For sure! We'll work on that in the next couple of updates, it's been on our minds for a while.

potatoman22|1 year ago

Doesn't fine tuning models on GPT-4 output violate OpenAI's terms of service?

qiongzhouh|1 year ago

OpenAI says in their terms that you can't "use output from the Services to develop models that compete with OpenAI" [0], and it seems that people are interpreting it as training a model that directly competes with them, which we aren't doing. There are many companies out there built on using GPT-4 outputs to do task-specific fine-tuning, so it doesn't seem like it's a problem unless we were trying to make competing foundational model from GPT outputs.

(I'm not a lawyer, so this needs to be taken with a large grain of salt)

0: https://openai.com/policies/terms-of-use

dns_snek|1 year ago

It seems like everyone is doing it. Does anyone care? Should anyone care?

kaiomagalhaes|1 year ago

this idea is awesome, I hope you get into software products

philena|1 year ago

thank you! we've been wanting this as well while building this out haha, will do :)

zwaps|1 year ago

What I find interesting here is how far a well working QA application with LLMs (such as this one) is away from anything that can be generalized to other topics.

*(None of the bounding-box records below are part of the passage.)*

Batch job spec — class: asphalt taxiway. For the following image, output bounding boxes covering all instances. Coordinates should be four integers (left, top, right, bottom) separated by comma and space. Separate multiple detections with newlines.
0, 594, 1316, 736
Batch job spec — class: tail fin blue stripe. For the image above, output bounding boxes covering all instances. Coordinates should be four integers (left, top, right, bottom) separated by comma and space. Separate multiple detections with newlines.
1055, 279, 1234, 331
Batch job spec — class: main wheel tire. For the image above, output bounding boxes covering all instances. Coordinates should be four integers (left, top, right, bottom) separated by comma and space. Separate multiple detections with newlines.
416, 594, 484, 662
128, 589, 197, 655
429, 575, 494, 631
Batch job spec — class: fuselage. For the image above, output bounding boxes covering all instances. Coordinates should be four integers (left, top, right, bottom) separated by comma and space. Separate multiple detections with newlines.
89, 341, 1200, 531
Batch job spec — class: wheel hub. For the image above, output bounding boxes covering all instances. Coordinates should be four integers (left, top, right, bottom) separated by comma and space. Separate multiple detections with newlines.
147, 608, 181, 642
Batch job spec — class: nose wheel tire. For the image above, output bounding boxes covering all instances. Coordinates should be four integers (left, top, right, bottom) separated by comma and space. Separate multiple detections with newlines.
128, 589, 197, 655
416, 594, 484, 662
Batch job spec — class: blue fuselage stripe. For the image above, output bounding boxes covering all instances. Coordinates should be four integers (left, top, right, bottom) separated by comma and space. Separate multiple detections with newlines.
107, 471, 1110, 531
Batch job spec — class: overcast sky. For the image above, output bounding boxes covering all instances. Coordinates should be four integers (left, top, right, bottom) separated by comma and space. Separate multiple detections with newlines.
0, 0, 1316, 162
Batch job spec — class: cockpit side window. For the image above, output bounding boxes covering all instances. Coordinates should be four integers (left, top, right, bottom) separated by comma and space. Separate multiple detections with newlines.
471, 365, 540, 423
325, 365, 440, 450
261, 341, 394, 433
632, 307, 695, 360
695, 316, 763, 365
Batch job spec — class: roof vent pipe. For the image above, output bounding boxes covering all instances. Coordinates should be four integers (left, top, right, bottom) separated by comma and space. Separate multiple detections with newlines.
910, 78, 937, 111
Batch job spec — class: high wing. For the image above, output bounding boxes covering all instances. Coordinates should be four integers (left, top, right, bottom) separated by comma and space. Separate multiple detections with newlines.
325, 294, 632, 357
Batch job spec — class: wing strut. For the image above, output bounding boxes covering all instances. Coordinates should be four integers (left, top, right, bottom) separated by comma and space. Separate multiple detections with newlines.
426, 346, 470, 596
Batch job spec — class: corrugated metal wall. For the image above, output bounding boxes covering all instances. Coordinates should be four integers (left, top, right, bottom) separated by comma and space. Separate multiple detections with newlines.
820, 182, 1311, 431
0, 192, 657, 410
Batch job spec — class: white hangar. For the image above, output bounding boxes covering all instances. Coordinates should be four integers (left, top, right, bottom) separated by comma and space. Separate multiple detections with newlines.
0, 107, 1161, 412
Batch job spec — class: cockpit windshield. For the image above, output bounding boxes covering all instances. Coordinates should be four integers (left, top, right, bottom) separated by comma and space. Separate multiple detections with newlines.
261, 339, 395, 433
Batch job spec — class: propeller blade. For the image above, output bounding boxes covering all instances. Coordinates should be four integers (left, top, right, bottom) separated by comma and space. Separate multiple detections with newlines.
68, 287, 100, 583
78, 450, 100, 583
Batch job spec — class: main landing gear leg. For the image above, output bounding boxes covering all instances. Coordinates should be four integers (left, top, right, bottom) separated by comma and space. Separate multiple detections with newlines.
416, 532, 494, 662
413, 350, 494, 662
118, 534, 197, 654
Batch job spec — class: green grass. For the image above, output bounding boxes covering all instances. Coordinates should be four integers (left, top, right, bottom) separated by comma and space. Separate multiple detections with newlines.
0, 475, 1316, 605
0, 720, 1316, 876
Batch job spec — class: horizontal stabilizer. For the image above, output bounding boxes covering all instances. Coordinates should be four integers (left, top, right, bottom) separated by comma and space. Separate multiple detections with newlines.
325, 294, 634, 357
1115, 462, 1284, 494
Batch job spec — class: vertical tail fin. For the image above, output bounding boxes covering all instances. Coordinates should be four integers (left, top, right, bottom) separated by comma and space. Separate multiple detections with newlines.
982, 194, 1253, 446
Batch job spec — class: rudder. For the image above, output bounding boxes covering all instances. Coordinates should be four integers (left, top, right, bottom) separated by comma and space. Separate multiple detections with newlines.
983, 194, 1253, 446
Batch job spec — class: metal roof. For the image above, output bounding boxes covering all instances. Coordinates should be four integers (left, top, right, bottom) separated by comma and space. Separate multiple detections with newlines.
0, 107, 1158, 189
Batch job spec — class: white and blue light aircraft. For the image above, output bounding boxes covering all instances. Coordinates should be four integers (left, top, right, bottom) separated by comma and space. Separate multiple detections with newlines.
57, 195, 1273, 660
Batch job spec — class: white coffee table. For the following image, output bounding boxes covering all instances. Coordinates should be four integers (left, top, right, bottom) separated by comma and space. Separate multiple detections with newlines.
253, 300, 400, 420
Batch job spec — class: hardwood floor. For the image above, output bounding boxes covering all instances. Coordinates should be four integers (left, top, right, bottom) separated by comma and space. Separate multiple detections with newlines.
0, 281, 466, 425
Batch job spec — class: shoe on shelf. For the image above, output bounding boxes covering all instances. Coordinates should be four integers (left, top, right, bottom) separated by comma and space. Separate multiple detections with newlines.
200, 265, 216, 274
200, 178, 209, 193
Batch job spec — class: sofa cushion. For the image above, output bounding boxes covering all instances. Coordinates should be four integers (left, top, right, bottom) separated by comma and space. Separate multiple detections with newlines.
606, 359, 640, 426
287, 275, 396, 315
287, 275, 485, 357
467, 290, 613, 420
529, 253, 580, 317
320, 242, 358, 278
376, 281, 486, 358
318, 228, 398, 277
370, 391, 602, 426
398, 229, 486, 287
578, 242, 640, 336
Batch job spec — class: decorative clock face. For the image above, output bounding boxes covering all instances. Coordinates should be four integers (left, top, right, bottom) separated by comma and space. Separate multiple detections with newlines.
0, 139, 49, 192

Thats probably where we are right now: I have seen quite a few purpose built and tuned AI systems for one specific use case or topic which work really well. By contrast, I have yet to see any general AI bot that does this with arbitrary data for any reasonable definition of good.

I mean, take any of these Chat-with-data bots, load up a huge document and ask it for information that is spread on many pages (like make a list of prices for every product in a catalogue). Then see it fail.

Exciting times.

qiongzhouh|1 year ago

Definitely feel this way too. Sometimes I think to myself that it'd be really great to have an LLM give me a well researched report on say like, recent trends on undisclosed marketing online, wished that we supported that on Lumona, but realized that we'll have to do it eventually, but pretty tough with the current infrastructure

digitcatphd|1 year ago

Really cool use of open source models

moneywoes|1 year ago

how do you index reddit cost effectively without breaking their tos

qiongzhouh|1 year ago

We're working with dumps of Reddit data, which means we don't have to use their API or do any scraping on Reddit itself for now. The data is updated monthly though, so we'll have figure out how to get higher quality data for things that are more time sensitive. We're in contact with the folks at Reddit, so we'll try to see if there are ways to get better data later on.

franze|1 year ago

searched for best yoga mat, got strange video about sunscreen...

qiongzhouh|1 year ago

Sorry about that, we didn't make it clear initially that Lumona only has skincare products for now, we'll be working to scale it beyond these products soon, but that message about skincare was probably not clear enough from our post

theGnuMe|1 year ago

Putting dermatologists out of business… lol.

ada1981|1 year ago

Just noting that best skin care routine is:

No Alcohol or caffeine Lots of water Vegan diet Using baking soda Adequate sleep and time in nature

qiongzhouh|1 year ago

True, I think I would agree with most of this sentiment. Unfortunately I'm not doing many of these things and am still using my skincare products.

Perhaps we should be surfacing opinions like this beyond just products.